To ensure engagement throughout and to make sure you are creating understanding you must avoid the four presentation pitfalls (above) and always do the following:

  • Use first-degree words (everyday language) to explain your messages and concepts before you start using technical terms or industry jargon.
  • Relate your information to how it affects your audience.
  • Use real-life examples, stories or analogies to explain your concepts and bring your facts to life.
cartoon

In case you don’t know, first-degree words are words with only one meaning.

The power of a picture

A concept is an abstract general idea that could have many meanings. ‘Sustainability’ is a concept. I don’t think anyone actually knows what that word means. Children and adults think in pictures and concrete thoughts rather than general ideas.

We go through years of education and all we are taught is how to memorise data and concepts. Only a very small percentage of teachers take those concepts and make them stick, make us understand and remember them.

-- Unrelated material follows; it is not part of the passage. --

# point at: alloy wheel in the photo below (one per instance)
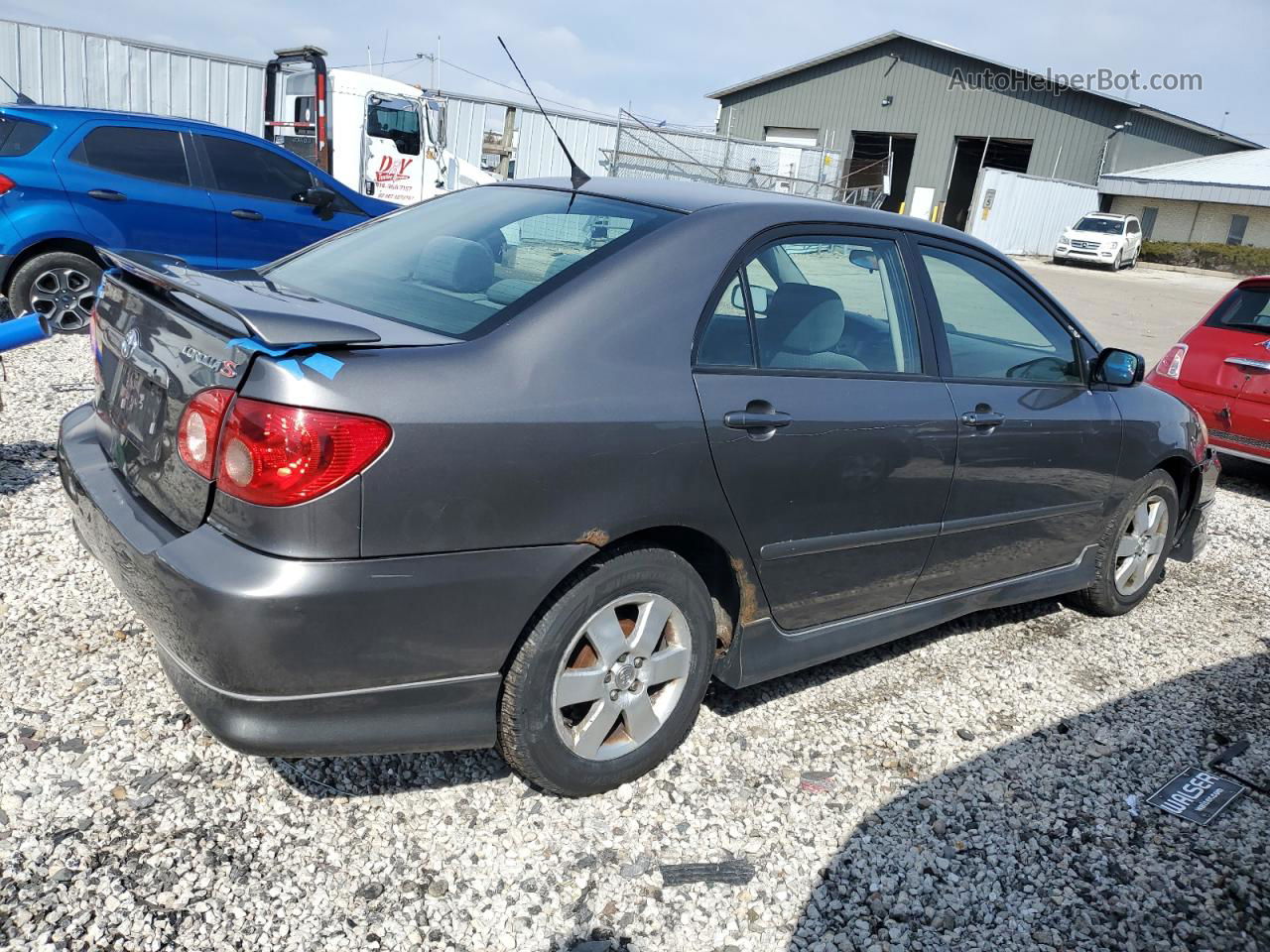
(1142, 544)
(621, 676)
(64, 296)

Great presenting is about the creation of understanding. Presenting concepts to an audience and assuming they will be able to take the general abstract ideas and understand them as you do is senseless and ultimately ineffective.

You, the presenter, must take the concepts and make them real. You must present them so the audience can touch them, taste them and feel them.

People relate easily (and emotionally) to stories, examples, analogies and case studies. More importantly, people remember them. Our brains are hardwired for story. Story was how cultures were passed from generation to generation. Stories are interesting, easy to listen to and you remember the message. If you have an important message, concept or idea that must be remembered by your audience concentrate on telling a story or finding one concrete example to support your point. Facts are important and can even be critical but they penetrate the brain very slowly – remember learning your times tables or your French verbs.

Stories make facts speak. They give them an emotional context. They make facts digestible and appetising. As well as the facts entering the brain more quickly, in the process you become more human, more approachable and more audience-friendly. The best speakers reach into their bag of stories and examples and this is what brings their presentations to life. This is what connects them to the audience.